Mt 5. 3-4 Notez également la prétentieuse manipulation chez Mt 13. 10-13, Mc 4. 10-12 et Lc 8. 9-10

Une parole mystérieuse en effet, qui laissa des traces dans les évangiles canoniques. Toute action conçue dans l'harmonie de l'unité est une action juste. Elle est à la fois servante, libératrice et dépourvue de toute expectation quant aux fruits qu'elle pourrait nous apporter. Qui donne avec sa droite tout en désirant recevoir avec sa gauche n'agit pas selon Sa loi…

« Sois concerné par l'action elle-même, non par ses fruits » nous dit Krishna dans la Bhagavad Gita. « Tant que nos propres désirs déterminent le choix de nos actions, nous demeurons dans un cycle qui ne produit que souffrance » ainsi parle le Bouddha. Au chapitre 4 de l'évangile de Jean Jésus nous dit : semeur et moissonneur sont un.. .

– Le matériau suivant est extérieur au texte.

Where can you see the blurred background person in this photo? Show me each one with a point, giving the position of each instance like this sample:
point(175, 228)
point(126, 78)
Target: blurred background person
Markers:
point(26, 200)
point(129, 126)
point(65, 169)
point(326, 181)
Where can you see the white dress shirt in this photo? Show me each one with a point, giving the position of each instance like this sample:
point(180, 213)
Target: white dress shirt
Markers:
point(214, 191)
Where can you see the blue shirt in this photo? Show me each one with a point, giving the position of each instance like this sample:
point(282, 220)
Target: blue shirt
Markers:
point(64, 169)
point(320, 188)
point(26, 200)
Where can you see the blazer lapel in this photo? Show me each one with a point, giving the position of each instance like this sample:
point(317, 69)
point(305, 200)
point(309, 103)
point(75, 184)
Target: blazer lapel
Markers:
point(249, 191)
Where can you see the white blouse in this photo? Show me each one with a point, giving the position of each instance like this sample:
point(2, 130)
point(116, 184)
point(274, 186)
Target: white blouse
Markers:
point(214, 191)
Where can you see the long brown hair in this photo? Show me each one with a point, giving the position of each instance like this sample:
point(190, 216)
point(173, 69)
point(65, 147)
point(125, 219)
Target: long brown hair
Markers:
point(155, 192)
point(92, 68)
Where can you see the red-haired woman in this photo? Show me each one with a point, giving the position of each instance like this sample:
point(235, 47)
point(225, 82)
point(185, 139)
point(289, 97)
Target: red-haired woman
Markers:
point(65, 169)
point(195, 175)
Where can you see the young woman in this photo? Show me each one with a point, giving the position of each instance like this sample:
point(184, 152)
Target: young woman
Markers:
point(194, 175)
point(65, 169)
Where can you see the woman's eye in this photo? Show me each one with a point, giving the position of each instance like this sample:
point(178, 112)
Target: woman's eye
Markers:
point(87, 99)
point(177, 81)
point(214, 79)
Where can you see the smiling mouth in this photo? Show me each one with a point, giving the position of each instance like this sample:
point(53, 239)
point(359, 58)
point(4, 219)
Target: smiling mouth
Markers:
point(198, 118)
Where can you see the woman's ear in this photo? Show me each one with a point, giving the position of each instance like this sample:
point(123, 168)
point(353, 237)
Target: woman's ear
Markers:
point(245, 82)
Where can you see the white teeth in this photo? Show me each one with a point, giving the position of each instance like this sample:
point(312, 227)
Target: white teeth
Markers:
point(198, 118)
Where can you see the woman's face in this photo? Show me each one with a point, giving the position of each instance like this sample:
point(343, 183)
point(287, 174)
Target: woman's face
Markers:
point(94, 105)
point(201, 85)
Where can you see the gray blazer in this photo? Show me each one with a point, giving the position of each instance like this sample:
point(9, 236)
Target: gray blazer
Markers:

Les conséquences de l'action sont inhérentes à l'action elle-même : ce que nous semons nous le moissonnons… Semeur et moissonneur sont en effet un . Il n'y a pas de comptes a rendre, ni de droite à gauche, ni à un Juge Suprême ! Cause et effet sont unis dans l'action elle-même. En cela réside l'essence même de la loi de karma .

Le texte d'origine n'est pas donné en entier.